Шарифа молча кивнула.
Заведение Шарифы формально считалось кафе закусочной, хотя все называли его «укромкой». Нет, чашечку скверного кофе и такого же жидкого чая здесь сделать могли, как и разогреть стылую картошку или то, что называлось «кебаб», но не этим зарабатывала на жизнь Шарифа, мрачная, равнодушная ко всему вдова-алжирка. За кухней шёл короткий коридор с тремя комнатками. В этом районе, как и везде, хватало мужчин, которых дома ждала опостылевшая жена, а хотелось свежего мяса. На байт-да’ара работяги обычно раскошелиться не могли, да и не хотели, вот и снимали на час комнатку у Шарифы или в паре других таких же «укромок», разбросанных на соседних улицах. Не то чтобы Салах часто захаживал туда – не было необходимости, но он про неё знал. Мало ли зачем может понадобиться.

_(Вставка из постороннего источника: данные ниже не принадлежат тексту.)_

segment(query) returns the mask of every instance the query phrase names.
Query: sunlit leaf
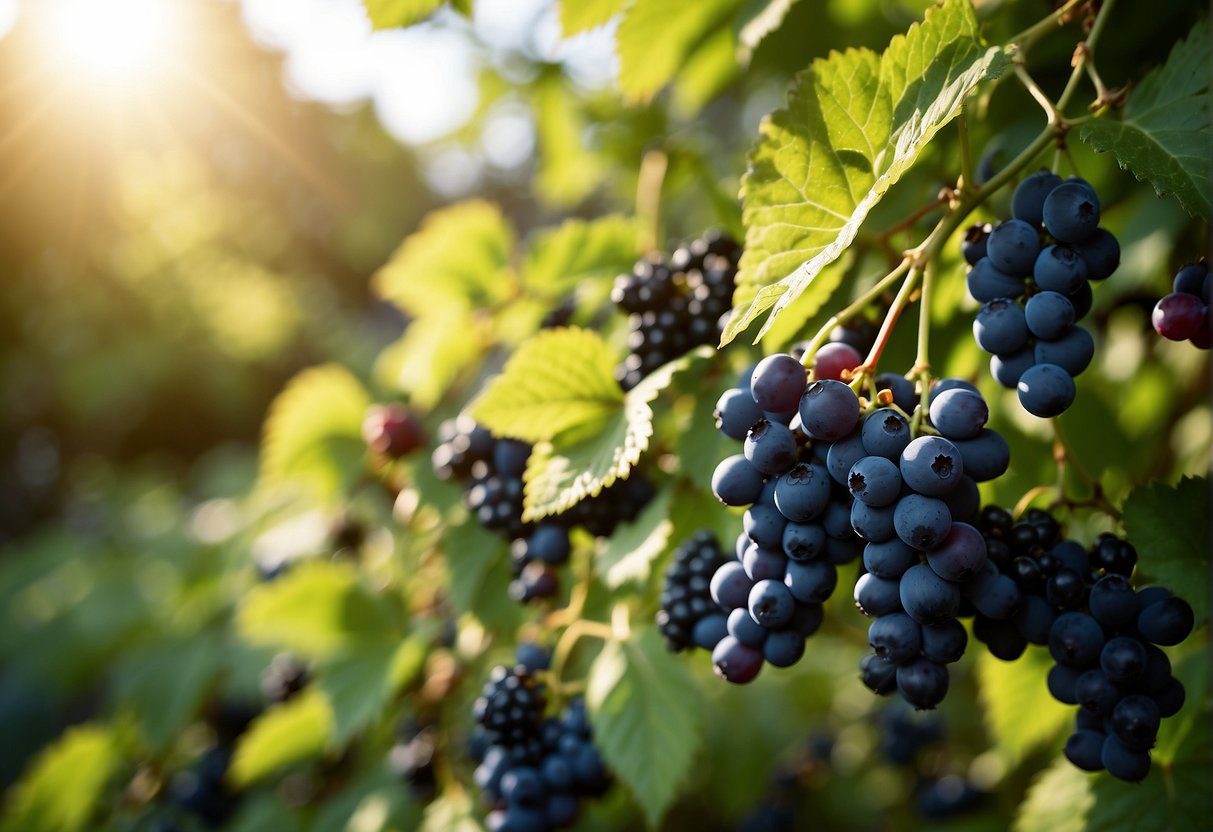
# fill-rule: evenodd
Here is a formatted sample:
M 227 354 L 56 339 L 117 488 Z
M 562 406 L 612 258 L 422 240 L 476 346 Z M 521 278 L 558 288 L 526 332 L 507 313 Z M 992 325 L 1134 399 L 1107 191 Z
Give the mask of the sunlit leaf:
M 383 707 L 420 672 L 429 630 L 402 642 L 368 642 L 329 663 L 317 680 L 333 711 L 333 739 L 344 744 L 379 716 Z
M 627 0 L 560 0 L 560 31 L 567 38 L 602 26 Z
M 748 62 L 763 38 L 783 24 L 799 0 L 747 0 L 737 20 L 737 51 Z
M 594 423 L 588 435 L 537 444 L 527 463 L 523 517 L 538 520 L 558 514 L 627 477 L 653 435 L 650 403 L 676 373 L 710 355 L 710 348 L 701 347 L 654 370 L 628 392 L 621 406 Z
M 376 29 L 412 26 L 433 14 L 445 0 L 362 0 Z
M 333 733 L 333 709 L 318 689 L 306 688 L 262 713 L 236 741 L 228 776 L 247 785 L 324 753 Z
M 209 633 L 165 637 L 132 650 L 114 674 L 123 705 L 157 750 L 193 718 L 219 669 L 219 644 Z
M 1014 662 L 982 651 L 977 679 L 986 727 L 998 749 L 1017 763 L 1056 741 L 1074 721 L 1074 709 L 1049 694 L 1045 677 L 1053 662 L 1046 650 L 1029 647 Z
M 615 351 L 588 329 L 549 329 L 531 338 L 472 404 L 496 436 L 524 442 L 610 419 L 623 405 Z
M 1174 195 L 1192 216 L 1208 217 L 1213 194 L 1209 92 L 1209 22 L 1202 19 L 1167 62 L 1130 92 L 1124 117 L 1082 126 L 1082 140 L 1111 151 L 1122 168 Z
M 381 642 L 392 631 L 385 605 L 362 586 L 354 566 L 323 560 L 258 584 L 237 610 L 236 623 L 254 644 L 317 659 Z
M 454 303 L 416 319 L 379 354 L 376 378 L 408 393 L 417 407 L 433 408 L 482 355 L 477 325 L 471 309 Z
M 447 791 L 425 808 L 418 832 L 483 832 L 478 813 L 466 791 Z
M 114 731 L 71 728 L 30 763 L 5 795 L 3 832 L 77 832 L 95 828 L 93 812 L 122 763 Z
M 1138 571 L 1170 587 L 1209 615 L 1209 481 L 1184 477 L 1174 487 L 1151 483 L 1124 505 L 1125 532 L 1137 547 Z
M 539 151 L 534 188 L 545 203 L 570 207 L 588 197 L 607 174 L 603 159 L 586 147 L 589 123 L 581 102 L 560 73 L 536 81 L 531 93 Z
M 270 405 L 261 442 L 261 483 L 337 502 L 365 467 L 362 420 L 370 397 L 348 370 L 304 370 Z
M 1095 802 L 1091 775 L 1059 757 L 1028 789 L 1015 816 L 1015 832 L 1084 832 Z
M 647 101 L 669 83 L 740 0 L 633 0 L 616 35 L 619 87 L 630 101 Z
M 496 205 L 433 211 L 375 273 L 375 290 L 415 317 L 443 305 L 481 308 L 507 296 L 514 232 Z
M 622 216 L 567 220 L 535 235 L 522 281 L 537 292 L 556 295 L 583 282 L 612 280 L 630 271 L 640 253 L 634 220 Z
M 677 796 L 699 746 L 699 691 L 671 662 L 661 635 L 638 630 L 603 648 L 586 701 L 594 743 L 656 827 Z
M 946 0 L 883 54 L 848 49 L 800 73 L 787 107 L 764 119 L 750 152 L 743 302 L 734 303 L 721 344 L 770 309 L 761 338 L 850 246 L 965 96 L 1005 64 L 999 49 L 982 46 L 968 0 Z
M 669 510 L 667 489 L 650 500 L 634 521 L 615 529 L 596 559 L 603 583 L 616 589 L 628 581 L 641 582 L 649 577 L 653 561 L 665 551 L 674 528 Z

Вот и сейчас. Последняя комнатка имела две двери: внутреннюю – в тёмный, освещённый парой мигающих лампочек коридор, и балконную – на противоположную улицу. Конечно, братья Беннани скажут ему, одна ли пришла Замиль, но даже так всегда надо иметь запасной вариант. Аллах наказывает беспечных. И Салах мрачно усмехнулся. Он становится набожнее, чем обычно. Значит опасность ближе.
Замиль всё-таки пришла одна – он знал это, уже когда она подходила к «Куб мин аль-шей». Скорее всего, обратный ход не понадобится, хотя расслабляться не стоит. Короткий, какой-то вкрадчивый стук в дверь.

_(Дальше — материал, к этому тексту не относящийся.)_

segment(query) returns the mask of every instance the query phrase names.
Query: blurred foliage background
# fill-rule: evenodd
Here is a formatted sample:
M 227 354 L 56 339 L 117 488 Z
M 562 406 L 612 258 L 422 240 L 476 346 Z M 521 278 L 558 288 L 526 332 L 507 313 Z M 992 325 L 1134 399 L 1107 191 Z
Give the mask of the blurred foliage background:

– Заходи, – отрывисто бросил Салах, и дверь приоткрылась.
Древние жалюзи на окнах рассеивали свет, но даже так его хватало, чтобы рассмотреть пришедшую подробно. Хороша. Не скульптурной красотой Джайды, скорее, какой-то волнующей инородностью. Резко очерченные широкие скулы, полуприщуренные глаза удивительного болотно-зелёного оттенка, крупные нос и рот, светлая кожа с чуть проглядывающей смуглинкой – сливки с каплей кофе. Далёкая от тех представлений о красоте, что он впитал с детства, но при этом неуловимо дразнящая, Замиль стояла в дверном проёме, и лишь кривившая уголки рта усмешка показывала, что она вполне осознает, какое впечатление производит на мужчин.
– Ис-саламу-алейкум, – бросил он ей наконец, – заходи.

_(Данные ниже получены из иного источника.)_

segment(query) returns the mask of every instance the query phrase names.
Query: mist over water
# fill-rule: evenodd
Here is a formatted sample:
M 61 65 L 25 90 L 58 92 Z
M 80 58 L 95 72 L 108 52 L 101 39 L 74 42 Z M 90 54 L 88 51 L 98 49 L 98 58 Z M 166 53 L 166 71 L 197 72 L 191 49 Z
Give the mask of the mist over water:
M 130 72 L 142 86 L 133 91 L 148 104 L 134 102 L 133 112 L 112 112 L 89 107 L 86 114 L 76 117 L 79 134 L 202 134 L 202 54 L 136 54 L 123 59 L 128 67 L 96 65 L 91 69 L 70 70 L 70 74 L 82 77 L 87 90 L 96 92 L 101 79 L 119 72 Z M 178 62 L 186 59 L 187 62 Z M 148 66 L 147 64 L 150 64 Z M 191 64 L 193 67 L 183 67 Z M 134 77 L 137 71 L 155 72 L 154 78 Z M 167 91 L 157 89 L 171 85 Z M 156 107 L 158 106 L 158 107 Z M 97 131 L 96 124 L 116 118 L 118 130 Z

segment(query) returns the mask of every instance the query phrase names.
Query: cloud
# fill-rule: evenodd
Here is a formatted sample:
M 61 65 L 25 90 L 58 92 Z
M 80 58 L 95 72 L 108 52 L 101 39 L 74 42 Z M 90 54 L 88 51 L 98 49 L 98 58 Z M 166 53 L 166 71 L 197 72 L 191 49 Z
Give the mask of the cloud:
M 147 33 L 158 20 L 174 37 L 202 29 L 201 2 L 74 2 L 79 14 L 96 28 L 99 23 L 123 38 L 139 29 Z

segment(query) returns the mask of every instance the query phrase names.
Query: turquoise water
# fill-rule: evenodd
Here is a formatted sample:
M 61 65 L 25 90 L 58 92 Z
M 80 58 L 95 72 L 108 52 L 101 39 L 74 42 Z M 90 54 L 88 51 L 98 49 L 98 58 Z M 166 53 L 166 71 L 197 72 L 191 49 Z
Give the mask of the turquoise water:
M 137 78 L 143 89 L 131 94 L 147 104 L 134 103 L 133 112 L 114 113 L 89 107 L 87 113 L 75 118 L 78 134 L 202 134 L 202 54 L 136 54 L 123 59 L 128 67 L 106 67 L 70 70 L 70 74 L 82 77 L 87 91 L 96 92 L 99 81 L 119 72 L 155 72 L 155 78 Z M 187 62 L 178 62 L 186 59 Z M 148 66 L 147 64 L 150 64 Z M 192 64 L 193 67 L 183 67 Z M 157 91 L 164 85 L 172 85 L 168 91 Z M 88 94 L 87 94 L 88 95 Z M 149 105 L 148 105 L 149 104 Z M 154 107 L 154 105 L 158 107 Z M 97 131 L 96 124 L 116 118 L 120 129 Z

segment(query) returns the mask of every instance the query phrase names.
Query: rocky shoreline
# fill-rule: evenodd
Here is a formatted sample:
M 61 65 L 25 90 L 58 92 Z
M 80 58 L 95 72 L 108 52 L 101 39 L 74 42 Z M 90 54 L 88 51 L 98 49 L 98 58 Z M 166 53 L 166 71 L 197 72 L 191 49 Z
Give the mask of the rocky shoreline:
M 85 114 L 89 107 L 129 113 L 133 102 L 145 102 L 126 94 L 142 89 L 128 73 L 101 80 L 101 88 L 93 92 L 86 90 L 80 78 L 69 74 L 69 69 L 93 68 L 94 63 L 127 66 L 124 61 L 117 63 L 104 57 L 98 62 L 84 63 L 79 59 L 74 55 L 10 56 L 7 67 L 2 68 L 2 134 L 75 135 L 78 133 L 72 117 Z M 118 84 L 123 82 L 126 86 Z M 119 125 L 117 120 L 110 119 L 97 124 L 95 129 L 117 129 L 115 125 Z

– Алейкум-ис-салам, – тут же откликнулась девушка, сделала шаг в комнатку и осторожно прикрыла за собой дверь.
Потом повернулась и посмотрела на него. Он так же смотрел на неё в ответ, не предлагая сесть.
– Ты хотела говорить, – сказал Салах, – можешь говорить.
Замиль улыбнулась – в первый раз с тех пор, как он её увидел. Но это была не та ласковая, многообещающая улыбка, которой девочки Зарият приветствовали гостей. От усмешки на него повеяло чем-то нехорошим.
– Ты муташаррид, – девушка начала без всяких условностей и оговорок, с которыми благовоспитанной махдистке полагалось обращаться к порядочному мужчине. Ладно, он порядочный мужчина не в большей степени, чем она – благовоспитанная махдистка.
Слова Замиль явно не были вопросом, но Салах кивнул.
– Возможно, – ответил он коротко.
– Возможно, – ему показалось, или в болотных глазах гостьи мелькнула насмешка? – Возможно также, что я точно это знаю. Как знают это и шейхи, приходящие к нам в дом отдохновения.
На последних словах в её голосе уже явно прозвучали насмешливые нотки.
– Знают, – повторила она, – а я вот не знаю, что ты натворил, и знать этого не хочу. Но…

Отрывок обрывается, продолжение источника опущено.